Compiling to Assembly
from Scratch

Table of Contents


Chapter 14
Dynamic Typing

With dynamic typing, you expect to be able to query the data type of any variable, using instanceof or some other mechanism. Right now we can’t distinguish at run time between a number and (a pointer to) an array. With the static type system we have, it doesn’t matter, because such comparison is disallowed at run time.

So, how do we distinguish a pointer from a number, a false from zero, and so on? This is typically achieved with tagging.

Tagging

Tagging is reserving one or more bits in every word for a particular purpose, for example, to distinguish its type.
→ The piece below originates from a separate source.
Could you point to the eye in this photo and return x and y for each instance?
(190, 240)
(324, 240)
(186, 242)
For our compiler, we will adopt a two-bit tagging scheme described in the following figure.

Our two-bit tagging scheme

But how do we exactly “afford” these two bits? Doesn’t it change the actual numeric or pointer value?

Let’s talk about pointers first.

Pointer tag

We expect pointers to be word-aligned. That means that the last two bits in a word will always be 0b00. That means we can store a two-bit tag there to distinguish pointers.

The simplest way to deal with that is to select the tag 0b00. And that’s what many implementations do. But we can also select a different tag, like 0b01, as we did. In the general case, when we want to operate on a pointer, we can remove the tag, do the operations, then put it back, if necessary. However, having a tag of 0b01 simply means that we point to the second byte in the word. So, to load the first word, instead of loading at offset 0, we can load at offset -1. This way ldr r0, [r1] becomes ldr r0, [r1, #-1], and ldr r0, [r1, #4] becomes ldr r0, [r1, #3] and so on! This means that not much is lost. At worst, it takes one instruction to clear the tag.

The only kind of pointers we handle right now are array pointers. To distinguish them from other heap-allocated objects, it is common to encode information about the object type in the data structure itself.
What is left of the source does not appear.